Mamá
decía que la tía Carmen nunca había andado muy cristiana de la cabeza y que
solo a ella se le ocurría salir a andar por los bosques a por grelos y berzas
durante la semana santa. Y claro que traía grelos y berzas para los guisos.
Pero también otras yerbas que escondía en el bolso de mimbre y nunca nadie
veía. Y en viernes santo, salía y ya no regresaba en todo el santo día.

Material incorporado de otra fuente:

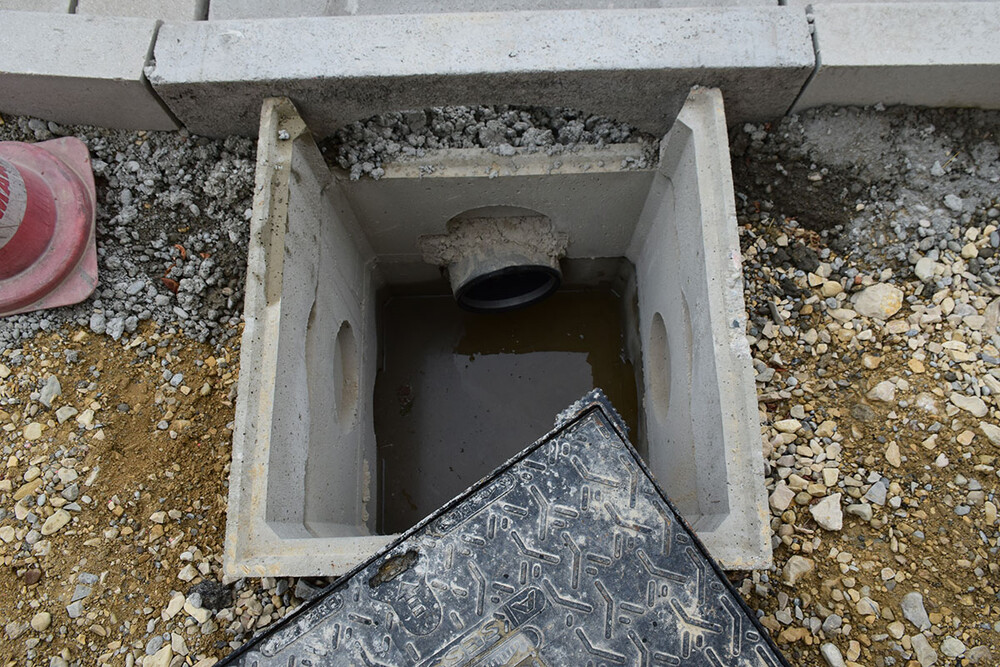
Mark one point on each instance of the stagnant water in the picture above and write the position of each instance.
(459, 393)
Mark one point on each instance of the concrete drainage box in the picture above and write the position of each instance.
(303, 478)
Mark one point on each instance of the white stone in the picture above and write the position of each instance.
(828, 513)
(925, 654)
(926, 269)
(880, 301)
(174, 606)
(781, 497)
(40, 622)
(832, 655)
(59, 519)
(913, 610)
(892, 455)
(65, 412)
(884, 391)
(953, 648)
(796, 568)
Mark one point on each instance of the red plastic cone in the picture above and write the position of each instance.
(48, 251)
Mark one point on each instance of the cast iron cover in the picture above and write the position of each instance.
(568, 554)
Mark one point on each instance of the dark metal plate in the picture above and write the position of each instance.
(568, 554)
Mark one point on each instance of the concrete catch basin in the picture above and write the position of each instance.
(308, 480)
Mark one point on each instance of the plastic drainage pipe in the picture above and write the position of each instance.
(499, 263)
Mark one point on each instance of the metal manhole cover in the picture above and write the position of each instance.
(568, 554)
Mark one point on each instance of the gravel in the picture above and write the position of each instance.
(364, 146)
(869, 239)
(172, 229)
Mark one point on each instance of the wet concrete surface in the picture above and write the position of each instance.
(458, 393)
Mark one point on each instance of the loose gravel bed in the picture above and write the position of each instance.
(172, 217)
(870, 242)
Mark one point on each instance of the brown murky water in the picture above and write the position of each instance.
(459, 393)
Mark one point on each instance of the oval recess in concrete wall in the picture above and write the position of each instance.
(345, 366)
(659, 367)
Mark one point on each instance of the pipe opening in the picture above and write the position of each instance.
(508, 288)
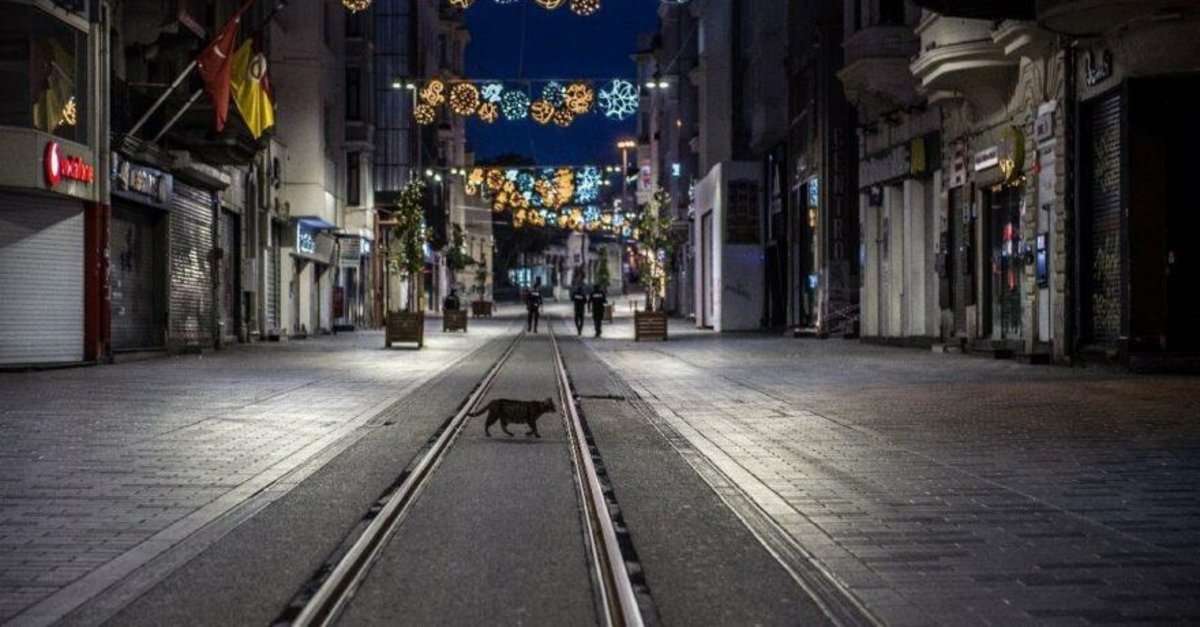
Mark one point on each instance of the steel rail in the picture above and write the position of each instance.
(616, 590)
(339, 587)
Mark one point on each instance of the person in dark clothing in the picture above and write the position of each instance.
(581, 304)
(533, 305)
(599, 299)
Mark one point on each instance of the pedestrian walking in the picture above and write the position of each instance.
(581, 304)
(599, 299)
(533, 305)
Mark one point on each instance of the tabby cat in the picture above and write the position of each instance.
(515, 411)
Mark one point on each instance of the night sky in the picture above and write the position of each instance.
(557, 45)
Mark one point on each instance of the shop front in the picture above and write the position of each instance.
(52, 220)
(137, 252)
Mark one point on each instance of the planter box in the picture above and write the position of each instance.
(649, 326)
(403, 327)
(454, 320)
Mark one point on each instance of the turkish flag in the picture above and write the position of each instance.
(214, 65)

Yo la
esperaba despierta y, cuando se acercaba a mi cama a darme un beso, le
preguntaba. Cuando seas mayor, mi niña, que tú tienes el don, me decía.
Y
es que con el tiempo me dejó que la fuese acompañando a las visitas. No paraba
de hablar durante el trayecto y me contaba que las oraciones se enseñan en
viernes santo porque en otro momento no funcionan. Y las visitas han de hacerse
en viernes santo para que hagan efecto. Y cada día yo me pasaba por su
habitación. Tenía miles de frascos de muchos colores y yerbas. Algunos tenían
nombre de santo: cruz de San Andrés para que no se yerme la madre, me
explicaba; de San Gil para reponer virgos, bálsamo de Santa Quiteria, ungüento de
Santa Marina…más santas que santos, me decía, para que te acuerdes bien de lo
que te espera, niña, que las santas somos nosotras. Y me daba un pellizco. Para
que despiertes.
Aun
recuerdo el dolor de los pellizcos en el brazo y que cada vez que pasábamos por
un cruceiro se escupía en la mano y tocaba su base. Yo lo sigo haciendo, y me
santiguo. Ya se sabe, por eso de las ánimas, que también me enseñó.
A
las ánimas benditas no te pese hacer el bien, que dios sabe si mañana serás
ánima tú también…y seguíamos el camino.